La communauté scientifique décrit trois caractéristiques typiques du burn-out; ce sont en quelque sorte trois étapes jusqu’à un point de rupture où le corps et la tête disent stop. Tout d’abord, les individus deviennent inaptes avec les taches simples au travail, explique Robert Paul Juster, doctorant neuroscience et membre du Centre d’études sur le stress humain (CESH). Ces personnes sont incapables de vraiment être performant. Se développe ensuite une sorte de cynisme. « Il y a souvent une dépersonnalisation vis-à-vis du travail et des activités du quotidien. Les petites activités qui, auparavant, rendaient les personnes heureuses ne leur procurent plus de plaisir », explique Robert Paul Juster. Enfin, les personnes entrent dans un état d’extrême fatigue, mais c’est d’une fatigue émotionnelle dont on parle vraiment ici, explique-t-il.

Le stress en milieu de travail arrive au premier rang des motifs invoqués pour les congés de maladie liés à la dépression et à l’épuisement professionnel. Cet état provient de la pression exercée par l’organisme sur ses employés, ou, comme ce fut le cas de Karine, de la pression que les individus se mettent au travail. Ce qu’il est important de savoir est que dans une situation donnée, deux individus ne ressentiront pas nécessairement la même pression. On parle alors de stresseurs relatifs, car ils peuvent déclencher une réponse chez l’un, mais pas chez l’autre. Le stress découle de l’évaluation d’une situation : pour que le corps soit en alerte, il faut que la personne ressente un dépassement face à une situation, qu’elle juge alors stressante.

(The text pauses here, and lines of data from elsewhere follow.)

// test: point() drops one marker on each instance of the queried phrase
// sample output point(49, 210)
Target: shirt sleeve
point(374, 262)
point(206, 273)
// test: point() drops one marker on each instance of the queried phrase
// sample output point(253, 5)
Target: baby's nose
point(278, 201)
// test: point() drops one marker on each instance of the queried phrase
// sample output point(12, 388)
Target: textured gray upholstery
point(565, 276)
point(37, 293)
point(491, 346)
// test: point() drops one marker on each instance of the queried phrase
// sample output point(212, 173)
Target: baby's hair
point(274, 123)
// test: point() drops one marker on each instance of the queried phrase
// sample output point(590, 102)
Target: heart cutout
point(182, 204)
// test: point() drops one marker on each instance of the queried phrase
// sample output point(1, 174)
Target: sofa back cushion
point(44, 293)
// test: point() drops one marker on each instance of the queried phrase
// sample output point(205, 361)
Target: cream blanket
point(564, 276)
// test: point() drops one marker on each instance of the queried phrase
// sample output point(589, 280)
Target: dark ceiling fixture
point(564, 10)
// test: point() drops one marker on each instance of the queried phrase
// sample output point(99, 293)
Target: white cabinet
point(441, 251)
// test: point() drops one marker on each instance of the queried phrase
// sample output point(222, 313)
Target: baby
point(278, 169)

« Notre cerveau est un détecteur de menaces depuis toujours, celui-ci envoie une alerte en cas de danger pour mobiliser le corps », explique Pierrich Plusquellec, codirecteur du CESH. Le cerveau lorsqu’il perçoit une menace — ou interprète un élément comme un agent stressant — va activer le système hormonal, dont l’adrénaline, pour libérer de l’énergie rapidement. Cette énergie était utilisée pour chasser le mammouth à l’époque de Cro-Magnon. À long terme, on parle de stress chronique. C’est le cortisol qui est alors principalement libéré. Robert Paul Juster explique que c’est toute une cascade biologique qui s’active. Le point de départ c’est le cerveau qui stimule la production de cortisol, surnommée  l’hormone du stress. « Le cortisol va partout dans le corps et transforme le gras en sucre pour donner de l’énergie au corps », décrit-il. Aujourd’hui, cette énergie n’est plus dépensée de la même façon qu’à l’époque de l’homme des cavernes.

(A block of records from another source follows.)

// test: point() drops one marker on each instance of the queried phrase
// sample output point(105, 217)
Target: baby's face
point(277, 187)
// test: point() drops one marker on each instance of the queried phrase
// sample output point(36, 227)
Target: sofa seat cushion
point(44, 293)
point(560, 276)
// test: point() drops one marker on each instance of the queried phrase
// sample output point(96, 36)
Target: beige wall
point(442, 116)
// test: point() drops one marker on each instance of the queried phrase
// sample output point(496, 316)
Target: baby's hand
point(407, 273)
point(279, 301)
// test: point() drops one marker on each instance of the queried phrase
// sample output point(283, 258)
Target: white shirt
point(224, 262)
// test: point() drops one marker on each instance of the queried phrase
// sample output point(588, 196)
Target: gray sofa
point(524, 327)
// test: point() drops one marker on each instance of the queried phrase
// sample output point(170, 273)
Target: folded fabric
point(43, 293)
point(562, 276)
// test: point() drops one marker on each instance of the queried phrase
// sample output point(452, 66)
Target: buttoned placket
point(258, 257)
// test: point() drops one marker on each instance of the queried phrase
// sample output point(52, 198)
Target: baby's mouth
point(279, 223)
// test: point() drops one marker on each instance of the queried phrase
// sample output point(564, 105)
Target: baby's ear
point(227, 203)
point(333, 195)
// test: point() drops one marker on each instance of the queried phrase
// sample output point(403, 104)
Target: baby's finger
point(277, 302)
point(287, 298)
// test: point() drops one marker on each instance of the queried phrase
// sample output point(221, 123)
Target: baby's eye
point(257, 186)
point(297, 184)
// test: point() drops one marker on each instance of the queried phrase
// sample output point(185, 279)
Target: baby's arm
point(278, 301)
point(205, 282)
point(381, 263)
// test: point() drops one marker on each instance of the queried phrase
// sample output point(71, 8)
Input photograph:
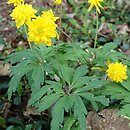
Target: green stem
point(25, 29)
point(95, 42)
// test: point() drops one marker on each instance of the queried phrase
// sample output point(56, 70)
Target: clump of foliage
point(67, 79)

Les spécialistes du stress évoquent une perte de contrôle des individus sur leur gestion du quotidien. Pourtant, la plupart des personnes ont le même discours, ils pensent gérer. Karine se disait : « Mince! Je ne me sens pas très bien là, je sens que je coule, j’ai besoin de respirer! Mais c’est pas grave, tu vas prendre sur toi. »

Pierrich Plusquellec  explique que « les gens se retrouvent avec plus de travail, et on en fait de plus en plus, car on pense qu’on est invincible. » Cela engendre souvent de l’absentéisme dans les entreprises, les personnes prennent des congés maladies, mais cela se traduit aussi par du présentéisme. Le présentéisme, c’est lorsque le corps est au travail, mais que la tête n’y est pas.

Karine a vécu ce décalage avec son travail, mais aussi dans son quotidien : « J’avais l’impression d’être à côté de mon corps. » Elle explique cette sensation à sa manière, sans vraiment pouvoir la décrire avec des mots. « Des fois on me parlait, mais je n’étais pas vraiment présente. C’était comme si tu pouvais me prendre, me secouer et je n’aurais rien senti », raconte-t-elle avec du recul.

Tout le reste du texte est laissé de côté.